漢代、皇帝の妻妾の事を「姫」と呼ぶことがあった。
孝文皇帝、高祖中子也、母曰薄姫。
【注】
如淳曰「姫音怡、眾妾之總稱。漢官儀曰姫妾數百、外戚傳亦曰幸姫戚夫人。」
臣瓚曰「漢秩祿令及茂陵書姫並内官也、秩比二千石、位次婕簱下、在八子上。」
師古曰「姫者、本周之姓、貴於眾國之女、所以婦人美號皆稱姫焉。故左氏傳曰『雖有姫・姜、無棄蕉萃』姜亦大國女也。後因總謂眾妾為姫。史記云『高祖居山東時好美姫』是也。若姫是官號、不應云幸姫戚夫人、且外戚傳備列后妃諸官、無姫職也。如云眾妾總稱、則近之。不當音怡、宜依字讀耳。瓚說謬也。」
(『漢書』巻三、文帝紀)
その由来、および「姫」が通称か正式な称号なのかについては『漢書』注釈者で意見が分かれていたようだ。

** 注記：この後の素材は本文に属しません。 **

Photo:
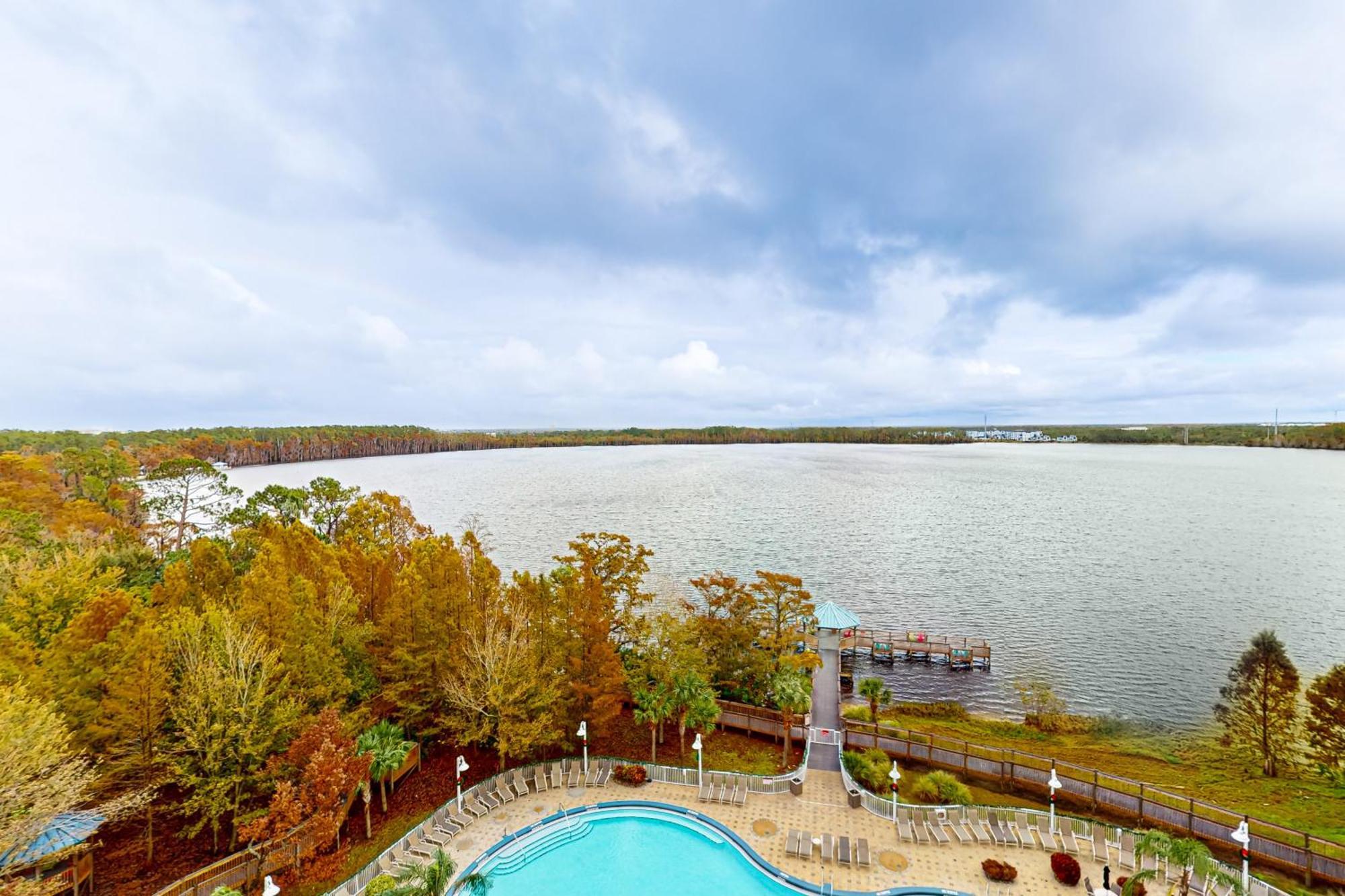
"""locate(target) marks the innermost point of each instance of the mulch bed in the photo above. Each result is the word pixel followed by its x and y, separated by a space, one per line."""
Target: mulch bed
pixel 119 858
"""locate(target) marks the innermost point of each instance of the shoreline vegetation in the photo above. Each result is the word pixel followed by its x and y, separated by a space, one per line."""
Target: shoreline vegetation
pixel 244 446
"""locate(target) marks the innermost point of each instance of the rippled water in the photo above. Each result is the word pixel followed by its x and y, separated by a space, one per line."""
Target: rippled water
pixel 1130 576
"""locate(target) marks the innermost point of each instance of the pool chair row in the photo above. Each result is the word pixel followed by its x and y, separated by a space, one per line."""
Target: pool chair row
pixel 724 788
pixel 839 849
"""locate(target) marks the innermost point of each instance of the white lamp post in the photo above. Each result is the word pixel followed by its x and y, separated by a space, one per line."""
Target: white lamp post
pixel 895 776
pixel 1054 784
pixel 1245 838
pixel 462 767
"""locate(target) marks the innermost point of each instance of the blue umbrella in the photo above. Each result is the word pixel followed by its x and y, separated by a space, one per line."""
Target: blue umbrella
pixel 67 829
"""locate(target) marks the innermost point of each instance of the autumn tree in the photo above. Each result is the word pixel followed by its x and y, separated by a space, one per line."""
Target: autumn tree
pixel 621 567
pixel 231 712
pixel 785 608
pixel 41 772
pixel 1327 723
pixel 1260 706
pixel 188 495
pixel 135 710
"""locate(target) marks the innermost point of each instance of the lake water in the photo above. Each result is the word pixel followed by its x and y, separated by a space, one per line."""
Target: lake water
pixel 1129 576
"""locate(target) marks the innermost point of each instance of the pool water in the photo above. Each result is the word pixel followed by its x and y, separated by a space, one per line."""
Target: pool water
pixel 644 853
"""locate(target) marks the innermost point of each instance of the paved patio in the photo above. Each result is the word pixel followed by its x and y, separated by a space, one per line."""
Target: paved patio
pixel 821 809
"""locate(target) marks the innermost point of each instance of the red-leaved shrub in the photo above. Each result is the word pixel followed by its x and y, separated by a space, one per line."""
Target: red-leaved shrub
pixel 1066 868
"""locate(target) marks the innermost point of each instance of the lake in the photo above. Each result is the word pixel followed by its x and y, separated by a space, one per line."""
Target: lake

魏の如淳は通称と言い、晋の臣瓚は『茂陵書』などを引用し女官の地位の一つであったと言っている。
それらに対し我らが顔師古先生は「姫姓である周の女性は他の女性よりもよく指名されたから、「姫」が人気嬢の代名詞になったんだよ(意訳)。それに『漢書』外戚伝に「姫」って地位の事は書いてないだろ。通称だよ通称。」といった感じのことを言っている。